I was “that” friend, the one that caused others to roll their eyes. We moved back to the UK. A fresh start for both of us. I picked up a part-time job attempting to figure out what I should do for a living. It was around this time that he started critiquing my weight, hair and overall appearance. I dyed it blonde at his request, my hair extensions making me unrecognisable – which was fine. I didn’t really have any friends to recognise me. They were all either back in France or had relocated to London.
His phone would ring at 11pm every night. It was his ex-girlfriend. The“stalker”. I messaged her on Facebook, desperate for her to leave him alone. I implored her to move on, explaining that she was ruining our relationship. Surprised, she messaged me back. He’d been seeing her for months and she had no idea I existed.
I felt trapped, but the reality was that I was scared of leaving my 6ft 2in, charismatic prison. So, even at the lowest stakes, I understand why separation of any kind is terrifying. But, watching my parents pack up their life and put down the roots of a new one inspired me. I called my dad and a few hours later, he arrived with his builder’s van. We packed up the house of my belongings and I left.
He never bothered to call and see where I went.
I stayed at my dad’s new house for a month before moving to London. Despite leaving my suffocating ex, I struggled to find myself after a two-year relationship. I’d lost all sense of who I actually was when I wasn’t his girlfriend. I once again looked to my parents. My dad had bought a new wardrobe, a head-to-toe TK Maxx makeover, he had his hair cut shorter and started dating again. Hogg explains that the key to recovery after a breakup is “self-sufficiency. Taking up new hobbies and interests can help build our sense of self which is the key to moving past these sorts of challenges.”
Love, or something like it
I met my current partner, James, after two years of my new life in London. It was a New Year’s Eve party and I performed a questionable cartwheel. He has only ever known my family as they are. Two halves of a whole. And he’s the person I want to marry.
Despite what most people think, my parents haven’t put me off marriage. However, they have reminded me that what’s great right now, might not be forever.
They’ve also taught me a lot about trust. My mum’s partner, Steve, trusts her implicitly. He never worries about her spending time with my dad, he understands that their friendship is part and parcel of their relationship. My dad, on the other hand, hasn’t been so lucky.

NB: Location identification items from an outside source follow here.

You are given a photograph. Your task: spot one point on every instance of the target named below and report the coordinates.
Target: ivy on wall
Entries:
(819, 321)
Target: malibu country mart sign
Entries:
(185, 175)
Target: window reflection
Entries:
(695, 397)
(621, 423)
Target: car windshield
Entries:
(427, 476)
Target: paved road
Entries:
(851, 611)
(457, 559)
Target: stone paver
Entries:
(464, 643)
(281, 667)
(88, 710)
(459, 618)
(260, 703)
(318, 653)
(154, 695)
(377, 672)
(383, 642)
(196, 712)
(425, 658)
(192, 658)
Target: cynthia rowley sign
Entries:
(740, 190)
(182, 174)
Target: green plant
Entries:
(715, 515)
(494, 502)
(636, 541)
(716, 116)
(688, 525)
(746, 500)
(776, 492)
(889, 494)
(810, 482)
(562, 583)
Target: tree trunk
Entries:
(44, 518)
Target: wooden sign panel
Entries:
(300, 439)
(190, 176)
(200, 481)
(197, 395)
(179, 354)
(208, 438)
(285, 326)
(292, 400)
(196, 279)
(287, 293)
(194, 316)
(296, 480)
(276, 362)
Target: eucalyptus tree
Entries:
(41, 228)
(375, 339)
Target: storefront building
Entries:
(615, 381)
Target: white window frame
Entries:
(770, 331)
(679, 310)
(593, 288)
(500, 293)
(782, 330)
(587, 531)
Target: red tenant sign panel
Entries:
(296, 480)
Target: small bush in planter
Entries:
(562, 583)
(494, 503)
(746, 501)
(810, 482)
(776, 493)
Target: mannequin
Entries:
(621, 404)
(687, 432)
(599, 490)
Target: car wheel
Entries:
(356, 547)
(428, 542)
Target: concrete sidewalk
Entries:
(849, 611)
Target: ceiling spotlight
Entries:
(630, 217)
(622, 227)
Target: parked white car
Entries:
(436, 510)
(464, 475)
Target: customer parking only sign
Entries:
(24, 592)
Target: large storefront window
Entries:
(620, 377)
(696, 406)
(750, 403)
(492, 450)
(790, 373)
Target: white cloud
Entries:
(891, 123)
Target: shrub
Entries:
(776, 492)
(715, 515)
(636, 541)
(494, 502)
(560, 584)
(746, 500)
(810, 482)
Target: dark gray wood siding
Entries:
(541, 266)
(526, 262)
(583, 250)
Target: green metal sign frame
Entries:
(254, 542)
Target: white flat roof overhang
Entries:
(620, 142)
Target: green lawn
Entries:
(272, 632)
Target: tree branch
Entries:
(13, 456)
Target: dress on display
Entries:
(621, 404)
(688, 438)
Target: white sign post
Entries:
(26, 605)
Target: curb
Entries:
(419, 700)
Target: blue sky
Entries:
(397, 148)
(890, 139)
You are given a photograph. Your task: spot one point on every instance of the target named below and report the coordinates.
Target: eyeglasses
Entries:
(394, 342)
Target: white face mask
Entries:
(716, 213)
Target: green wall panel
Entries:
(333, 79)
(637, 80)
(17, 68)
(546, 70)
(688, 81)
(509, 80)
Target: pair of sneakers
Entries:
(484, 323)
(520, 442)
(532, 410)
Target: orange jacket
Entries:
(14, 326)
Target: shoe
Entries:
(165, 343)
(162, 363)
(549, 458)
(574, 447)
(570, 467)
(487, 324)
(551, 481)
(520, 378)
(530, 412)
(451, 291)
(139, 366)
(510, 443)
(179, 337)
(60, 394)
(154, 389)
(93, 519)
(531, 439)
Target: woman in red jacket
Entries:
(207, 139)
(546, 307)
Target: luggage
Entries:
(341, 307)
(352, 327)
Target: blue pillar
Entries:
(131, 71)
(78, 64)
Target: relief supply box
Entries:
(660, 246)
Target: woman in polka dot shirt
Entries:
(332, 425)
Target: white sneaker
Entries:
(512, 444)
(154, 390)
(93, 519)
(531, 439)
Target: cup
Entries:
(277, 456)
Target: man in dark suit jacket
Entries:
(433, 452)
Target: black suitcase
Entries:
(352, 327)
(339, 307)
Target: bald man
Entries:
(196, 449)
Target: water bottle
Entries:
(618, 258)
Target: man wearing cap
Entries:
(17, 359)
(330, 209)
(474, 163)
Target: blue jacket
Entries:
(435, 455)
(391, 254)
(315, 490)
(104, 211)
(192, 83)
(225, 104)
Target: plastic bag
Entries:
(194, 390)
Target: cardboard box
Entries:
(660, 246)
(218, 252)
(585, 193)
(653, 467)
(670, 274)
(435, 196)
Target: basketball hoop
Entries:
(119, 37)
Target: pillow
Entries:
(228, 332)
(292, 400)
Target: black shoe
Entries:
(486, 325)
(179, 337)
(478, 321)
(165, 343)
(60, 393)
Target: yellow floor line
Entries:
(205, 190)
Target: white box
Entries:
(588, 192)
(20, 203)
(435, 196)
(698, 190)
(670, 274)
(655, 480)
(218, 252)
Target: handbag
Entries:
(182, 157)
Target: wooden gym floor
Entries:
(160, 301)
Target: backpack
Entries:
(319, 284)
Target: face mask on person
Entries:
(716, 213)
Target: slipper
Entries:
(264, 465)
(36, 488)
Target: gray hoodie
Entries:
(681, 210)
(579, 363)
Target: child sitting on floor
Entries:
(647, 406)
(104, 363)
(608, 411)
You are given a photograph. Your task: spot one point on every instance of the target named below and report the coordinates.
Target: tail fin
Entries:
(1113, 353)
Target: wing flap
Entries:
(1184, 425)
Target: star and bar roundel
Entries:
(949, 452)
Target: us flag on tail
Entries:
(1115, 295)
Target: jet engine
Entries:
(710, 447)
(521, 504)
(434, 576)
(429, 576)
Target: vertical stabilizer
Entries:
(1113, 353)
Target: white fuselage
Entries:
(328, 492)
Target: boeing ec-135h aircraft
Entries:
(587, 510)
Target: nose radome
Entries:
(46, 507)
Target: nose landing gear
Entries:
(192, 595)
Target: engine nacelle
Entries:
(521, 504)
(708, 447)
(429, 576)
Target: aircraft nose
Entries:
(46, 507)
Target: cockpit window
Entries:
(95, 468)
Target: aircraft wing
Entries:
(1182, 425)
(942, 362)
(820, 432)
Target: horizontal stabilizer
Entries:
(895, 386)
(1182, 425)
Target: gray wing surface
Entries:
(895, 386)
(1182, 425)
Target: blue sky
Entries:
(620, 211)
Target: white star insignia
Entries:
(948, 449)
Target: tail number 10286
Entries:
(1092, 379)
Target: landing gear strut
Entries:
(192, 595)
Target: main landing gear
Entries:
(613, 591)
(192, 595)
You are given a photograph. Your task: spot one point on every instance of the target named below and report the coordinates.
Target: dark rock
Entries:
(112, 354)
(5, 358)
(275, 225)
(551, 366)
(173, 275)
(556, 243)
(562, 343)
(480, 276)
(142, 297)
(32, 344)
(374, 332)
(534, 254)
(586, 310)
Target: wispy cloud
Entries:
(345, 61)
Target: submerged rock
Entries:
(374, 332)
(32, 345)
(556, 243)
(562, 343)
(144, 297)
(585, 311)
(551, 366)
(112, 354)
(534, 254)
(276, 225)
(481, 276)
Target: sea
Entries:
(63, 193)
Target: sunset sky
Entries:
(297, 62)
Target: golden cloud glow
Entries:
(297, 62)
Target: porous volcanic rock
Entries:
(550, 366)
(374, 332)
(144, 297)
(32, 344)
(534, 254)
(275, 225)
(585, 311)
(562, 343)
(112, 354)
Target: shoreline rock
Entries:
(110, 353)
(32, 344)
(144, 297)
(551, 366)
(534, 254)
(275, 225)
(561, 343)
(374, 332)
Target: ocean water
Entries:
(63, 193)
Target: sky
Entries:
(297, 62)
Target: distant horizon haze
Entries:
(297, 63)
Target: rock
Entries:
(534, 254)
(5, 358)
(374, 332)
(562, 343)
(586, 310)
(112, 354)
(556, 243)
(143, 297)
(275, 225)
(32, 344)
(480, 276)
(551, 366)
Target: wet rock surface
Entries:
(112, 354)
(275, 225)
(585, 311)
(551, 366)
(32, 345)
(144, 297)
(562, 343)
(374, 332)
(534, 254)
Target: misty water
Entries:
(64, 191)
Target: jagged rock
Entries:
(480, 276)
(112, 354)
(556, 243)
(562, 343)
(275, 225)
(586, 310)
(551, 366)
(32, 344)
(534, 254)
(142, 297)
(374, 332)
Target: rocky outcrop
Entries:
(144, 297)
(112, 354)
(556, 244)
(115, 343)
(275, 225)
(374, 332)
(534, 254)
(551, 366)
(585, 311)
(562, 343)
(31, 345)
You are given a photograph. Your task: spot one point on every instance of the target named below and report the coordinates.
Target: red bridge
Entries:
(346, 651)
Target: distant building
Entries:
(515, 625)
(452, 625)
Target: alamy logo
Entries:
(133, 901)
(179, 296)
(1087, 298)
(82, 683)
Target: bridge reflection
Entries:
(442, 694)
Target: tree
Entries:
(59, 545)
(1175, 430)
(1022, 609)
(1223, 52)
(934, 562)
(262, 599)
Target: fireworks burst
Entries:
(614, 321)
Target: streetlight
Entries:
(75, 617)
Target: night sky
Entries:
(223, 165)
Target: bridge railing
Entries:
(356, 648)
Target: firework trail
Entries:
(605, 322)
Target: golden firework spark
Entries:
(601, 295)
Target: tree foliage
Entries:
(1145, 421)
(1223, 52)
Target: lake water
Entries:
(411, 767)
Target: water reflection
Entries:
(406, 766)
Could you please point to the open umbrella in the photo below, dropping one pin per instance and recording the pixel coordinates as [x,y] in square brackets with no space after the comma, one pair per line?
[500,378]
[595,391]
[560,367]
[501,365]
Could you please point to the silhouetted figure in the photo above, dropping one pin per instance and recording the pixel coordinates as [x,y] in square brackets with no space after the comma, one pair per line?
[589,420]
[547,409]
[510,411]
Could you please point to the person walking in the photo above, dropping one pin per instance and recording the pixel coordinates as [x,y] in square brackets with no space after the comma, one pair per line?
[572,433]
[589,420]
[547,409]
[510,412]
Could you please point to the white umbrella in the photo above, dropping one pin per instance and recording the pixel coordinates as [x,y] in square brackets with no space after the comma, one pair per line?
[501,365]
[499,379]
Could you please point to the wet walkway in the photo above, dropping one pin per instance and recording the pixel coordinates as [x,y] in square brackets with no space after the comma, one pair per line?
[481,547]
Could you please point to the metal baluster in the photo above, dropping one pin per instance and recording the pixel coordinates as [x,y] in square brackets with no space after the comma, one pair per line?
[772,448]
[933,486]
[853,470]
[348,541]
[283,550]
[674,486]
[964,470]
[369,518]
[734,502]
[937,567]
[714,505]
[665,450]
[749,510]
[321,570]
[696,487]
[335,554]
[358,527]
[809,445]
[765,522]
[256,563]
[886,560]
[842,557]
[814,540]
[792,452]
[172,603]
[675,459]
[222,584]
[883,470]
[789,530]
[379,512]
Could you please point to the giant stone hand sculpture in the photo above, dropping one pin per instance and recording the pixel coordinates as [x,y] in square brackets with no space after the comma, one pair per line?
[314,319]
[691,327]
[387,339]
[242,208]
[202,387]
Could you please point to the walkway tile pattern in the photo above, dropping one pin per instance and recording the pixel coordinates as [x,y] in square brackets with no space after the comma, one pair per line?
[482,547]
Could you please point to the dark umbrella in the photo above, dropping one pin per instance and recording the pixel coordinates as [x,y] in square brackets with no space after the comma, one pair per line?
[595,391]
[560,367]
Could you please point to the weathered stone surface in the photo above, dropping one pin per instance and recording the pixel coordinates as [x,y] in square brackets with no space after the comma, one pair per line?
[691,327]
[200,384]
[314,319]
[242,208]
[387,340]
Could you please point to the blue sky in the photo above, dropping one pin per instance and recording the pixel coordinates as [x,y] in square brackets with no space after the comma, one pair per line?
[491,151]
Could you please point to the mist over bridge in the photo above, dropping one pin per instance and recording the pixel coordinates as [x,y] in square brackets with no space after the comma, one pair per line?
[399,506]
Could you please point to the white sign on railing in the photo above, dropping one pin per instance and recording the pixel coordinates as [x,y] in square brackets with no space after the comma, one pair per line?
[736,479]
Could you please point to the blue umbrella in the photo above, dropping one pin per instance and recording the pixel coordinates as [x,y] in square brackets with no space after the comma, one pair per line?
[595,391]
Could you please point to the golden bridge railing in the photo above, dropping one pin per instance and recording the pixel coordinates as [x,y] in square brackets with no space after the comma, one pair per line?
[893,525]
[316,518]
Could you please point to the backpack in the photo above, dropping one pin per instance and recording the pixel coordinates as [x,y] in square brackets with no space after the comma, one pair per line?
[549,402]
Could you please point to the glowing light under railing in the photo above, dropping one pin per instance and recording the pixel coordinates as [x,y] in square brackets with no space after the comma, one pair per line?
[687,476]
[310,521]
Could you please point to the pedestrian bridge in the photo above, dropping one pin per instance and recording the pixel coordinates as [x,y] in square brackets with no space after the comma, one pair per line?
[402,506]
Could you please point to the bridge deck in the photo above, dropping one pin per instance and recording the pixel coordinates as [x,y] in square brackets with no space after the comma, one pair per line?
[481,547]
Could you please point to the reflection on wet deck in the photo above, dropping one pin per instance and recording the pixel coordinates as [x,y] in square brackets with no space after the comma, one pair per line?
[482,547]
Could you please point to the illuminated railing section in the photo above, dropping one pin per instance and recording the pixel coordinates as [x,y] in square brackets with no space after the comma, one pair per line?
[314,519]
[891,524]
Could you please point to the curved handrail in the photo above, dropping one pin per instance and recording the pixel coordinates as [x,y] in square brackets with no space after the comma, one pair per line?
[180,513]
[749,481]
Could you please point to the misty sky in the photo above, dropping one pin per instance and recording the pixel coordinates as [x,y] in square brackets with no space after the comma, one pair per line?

He’s had two relationships since his marriage and the latter ended due to his friendship with my mum. His ex said that their friendship was a “fundamental flaw” in him. She explained that she’d asked her friends and colleagues, who had all agreed that their friendship was “weird”. This insane group poll, from strangers who had never met my family, led to the end of their relationship.
In an ironic mirror, James is also still close to his ex-partner. She remains tied to him through mutual friends. And after meeting her, my initial thoughts were that my partner has great taste in women. She’s funny and easy to get along with. I like that he doesn’t resent his ex-partner, that there’s no “crazy ex”, just two people that stopped having fun.
I ask Hogg the key to a good relationship. “At the core of it, good communication and shared values are key. You’re not a half person without someone else, so, you don’t need to be joined at the hip. Just remember why you’re together and what you love about that person regularly.
“We observe our parents’ relationship so often and so intimately that it’s no wonder it can shape our ideas of what a good or bad relationship is. For some the lesson is ‘I don’t want to be like this when I’m older’ and for others, it’s the opposite,” explains Hogg. “No matter how old we are, divorce, like everything else is something we carry with us.”
I look at my parents and see the sort of love I aspire to hold. The sort that goes above everything else and has its very core in what it was, to begin with. Friendship. My mum and dad often share an unreadable expression, one that represents an in-joke of sorts that no one else understands.
But, rather than saying any of this, I turned to the friend that clutched my family photo. I shrugged. “Parents are weird.”